Titled “Heatwaves/Waterfalls,” Weinberg created the piece in the summer of 2023 — the hottest summer on record.

“I was listening to all of the horrible things the heat was doing to human bodies,” she said. “I was thinking about intimate connections and the way we are literally braided together.”

Weinberg began interlacing NOAA data in her artworks in 2015.

“Over the course of the years building this body of work, I’ve realized how much more entrenched the climate crisis is,” she said. “It’s a part of all of our lives.”

Another group of weavings in the show charts rising temperatures in four states where the artist has resided: her home state of Illinois, along with California, New York and Oklahoma. And while weaving and NOAA data might seem as opposite as warp and weft, Weinberg explained that they’re enmeshed.

“Weaving is a very mathematical thing. There’s a lot of mathematical patterning. There’s also a whole history of connections to computing, so in a way it’s very intuitive to interpret data through weaving. And at the same time, weaving does things the data can’t do,” she said.

“These works are tracing relationships between place, relationships between ecological and human health, between the deeply personal and the political, the body and the earth.
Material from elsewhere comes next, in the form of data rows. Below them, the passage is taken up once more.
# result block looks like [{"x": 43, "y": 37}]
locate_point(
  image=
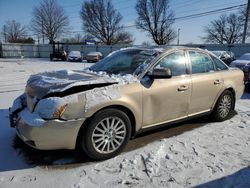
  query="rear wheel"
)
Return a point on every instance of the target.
[
  {"x": 107, "y": 134},
  {"x": 224, "y": 106}
]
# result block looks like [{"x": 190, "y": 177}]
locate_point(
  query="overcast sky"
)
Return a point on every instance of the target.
[{"x": 191, "y": 29}]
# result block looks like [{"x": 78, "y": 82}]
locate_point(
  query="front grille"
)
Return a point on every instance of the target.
[
  {"x": 240, "y": 66},
  {"x": 31, "y": 101}
]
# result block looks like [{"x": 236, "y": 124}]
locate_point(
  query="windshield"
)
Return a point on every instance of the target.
[
  {"x": 245, "y": 57},
  {"x": 217, "y": 53},
  {"x": 131, "y": 61}
]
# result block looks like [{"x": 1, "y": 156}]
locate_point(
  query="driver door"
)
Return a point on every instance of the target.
[{"x": 168, "y": 99}]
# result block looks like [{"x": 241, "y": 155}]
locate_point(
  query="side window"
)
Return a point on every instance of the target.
[
  {"x": 200, "y": 62},
  {"x": 219, "y": 65},
  {"x": 175, "y": 62}
]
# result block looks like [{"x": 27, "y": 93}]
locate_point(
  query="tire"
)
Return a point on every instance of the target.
[
  {"x": 224, "y": 106},
  {"x": 106, "y": 134}
]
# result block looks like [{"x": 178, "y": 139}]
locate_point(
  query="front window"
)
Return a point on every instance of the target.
[
  {"x": 201, "y": 63},
  {"x": 219, "y": 65},
  {"x": 245, "y": 57},
  {"x": 131, "y": 61},
  {"x": 175, "y": 62}
]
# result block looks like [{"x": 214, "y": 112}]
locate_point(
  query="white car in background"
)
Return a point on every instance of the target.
[{"x": 75, "y": 56}]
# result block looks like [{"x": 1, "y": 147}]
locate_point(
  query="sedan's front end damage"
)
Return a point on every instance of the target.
[
  {"x": 44, "y": 129},
  {"x": 50, "y": 118}
]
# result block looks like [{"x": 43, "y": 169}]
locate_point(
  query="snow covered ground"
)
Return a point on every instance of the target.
[{"x": 214, "y": 155}]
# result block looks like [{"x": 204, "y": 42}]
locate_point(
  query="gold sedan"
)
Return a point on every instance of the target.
[{"x": 129, "y": 91}]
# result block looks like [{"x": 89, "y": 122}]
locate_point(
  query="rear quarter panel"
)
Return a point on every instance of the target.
[{"x": 233, "y": 78}]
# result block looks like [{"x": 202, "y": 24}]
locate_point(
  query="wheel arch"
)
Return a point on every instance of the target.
[
  {"x": 226, "y": 89},
  {"x": 124, "y": 109}
]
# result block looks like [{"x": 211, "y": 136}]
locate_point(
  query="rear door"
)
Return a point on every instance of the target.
[
  {"x": 168, "y": 99},
  {"x": 206, "y": 82}
]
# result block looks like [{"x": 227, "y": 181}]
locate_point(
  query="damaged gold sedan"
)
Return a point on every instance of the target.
[{"x": 131, "y": 90}]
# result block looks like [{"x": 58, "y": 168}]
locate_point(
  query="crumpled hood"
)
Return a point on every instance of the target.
[{"x": 57, "y": 82}]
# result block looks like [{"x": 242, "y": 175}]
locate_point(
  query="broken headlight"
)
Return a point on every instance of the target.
[{"x": 51, "y": 108}]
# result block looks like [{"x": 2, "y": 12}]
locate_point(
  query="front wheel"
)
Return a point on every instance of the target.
[
  {"x": 107, "y": 134},
  {"x": 224, "y": 106}
]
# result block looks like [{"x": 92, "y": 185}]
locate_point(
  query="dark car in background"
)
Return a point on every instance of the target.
[
  {"x": 94, "y": 56},
  {"x": 226, "y": 56},
  {"x": 75, "y": 56},
  {"x": 243, "y": 63},
  {"x": 58, "y": 52}
]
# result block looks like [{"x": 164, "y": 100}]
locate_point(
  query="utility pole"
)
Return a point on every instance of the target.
[
  {"x": 42, "y": 32},
  {"x": 178, "y": 37},
  {"x": 246, "y": 23},
  {"x": 5, "y": 34}
]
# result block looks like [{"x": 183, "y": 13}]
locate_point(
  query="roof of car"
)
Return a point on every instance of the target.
[{"x": 161, "y": 48}]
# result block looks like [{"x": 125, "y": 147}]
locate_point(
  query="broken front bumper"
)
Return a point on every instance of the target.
[{"x": 45, "y": 134}]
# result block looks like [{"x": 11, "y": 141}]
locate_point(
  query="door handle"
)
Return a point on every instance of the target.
[
  {"x": 183, "y": 88},
  {"x": 217, "y": 82}
]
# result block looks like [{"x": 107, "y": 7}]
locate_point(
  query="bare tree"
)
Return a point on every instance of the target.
[
  {"x": 228, "y": 29},
  {"x": 77, "y": 38},
  {"x": 49, "y": 20},
  {"x": 13, "y": 31},
  {"x": 102, "y": 20},
  {"x": 156, "y": 18}
]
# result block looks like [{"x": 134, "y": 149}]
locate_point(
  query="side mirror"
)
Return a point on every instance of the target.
[{"x": 160, "y": 74}]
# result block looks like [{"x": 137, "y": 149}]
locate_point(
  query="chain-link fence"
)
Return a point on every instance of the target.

A lot of the work in this show is exploring that things we think of as disparate are actually intimately interwoven and intertwined.”

The artist finds gratification in her fibrous crisscrosses where one bit of yarn plaits with another.
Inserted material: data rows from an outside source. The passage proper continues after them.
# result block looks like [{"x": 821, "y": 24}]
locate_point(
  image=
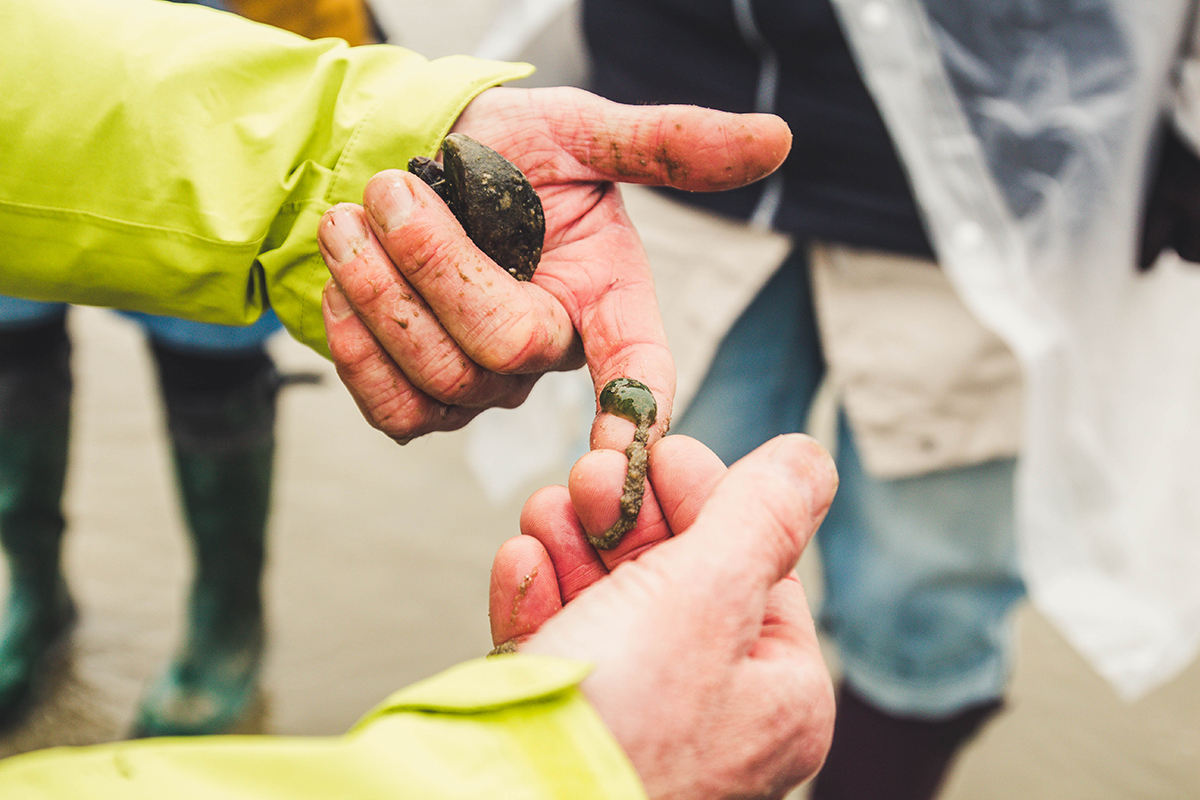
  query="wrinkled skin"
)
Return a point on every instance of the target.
[
  {"x": 426, "y": 331},
  {"x": 707, "y": 665}
]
“For me, weaving is a million points of intersection. Every point of connection is what makes up the weaving,” Weinberg said. “There are thousands or millions of points of intersection.”

Weinberg’s works splicing science and art simultaneously sound an alarm and comfort visitors like a handmade blanket.

“There can be a tendency when talking about climate crisis to lean all the way to the side of ‘We are doomed and it’s the apocalypse.’ It’s so easy to talk about the end of the world. That is defeatist in a way that is not particularly helpful,” said Weinberg.

“We’re still surrounded by beauty. We’re still surrounded by places and people we can care for, and I think when you love something and acknowledge there is beauty, there’s a way in which it’s acknowledging what there is left to protect,” she said.

And while Weinberg applauds individual environmental efforts such as conserving water and recycling, she underscores the importance of policy change. And optimism.

“Even though this progression from cooler to warmer is very stark, we still have a choice every day in our policies about how much worse it’s going to get,” she said. “I think that it’s important to have the beauty and the hope, for lack of a better word.”

In May, Weinberg will return to Denver to teach two, one-day DBG classes.

“She will guide students through data, then teach them how to translate the information into small weavings,” said Melinda Laz, manager of DBG’s School of Botanical Art & Illustration. (Visit DBG’s website for registration.)

Weinberg also invites DBG visitors to avail themselves of benches in the galleries, to pause, to contemplate who they are and what they are responsible for, what they value and what they will or won’t do vis-a-vis the climate crisis.

“I would like people to see grief in the pieces, but I think that there’s something really powerful about that relationship between grief and possibility,” Weinberg said, adding: “There is always this ‘both’ ‘and.’ Weaving and art offers that ‘both’ ‘and.’ I would love for people to come and just sit and be with the colors and see what comes up for them, just to have a chance to sit with all we have left to save, all of that possibility that’s still there.”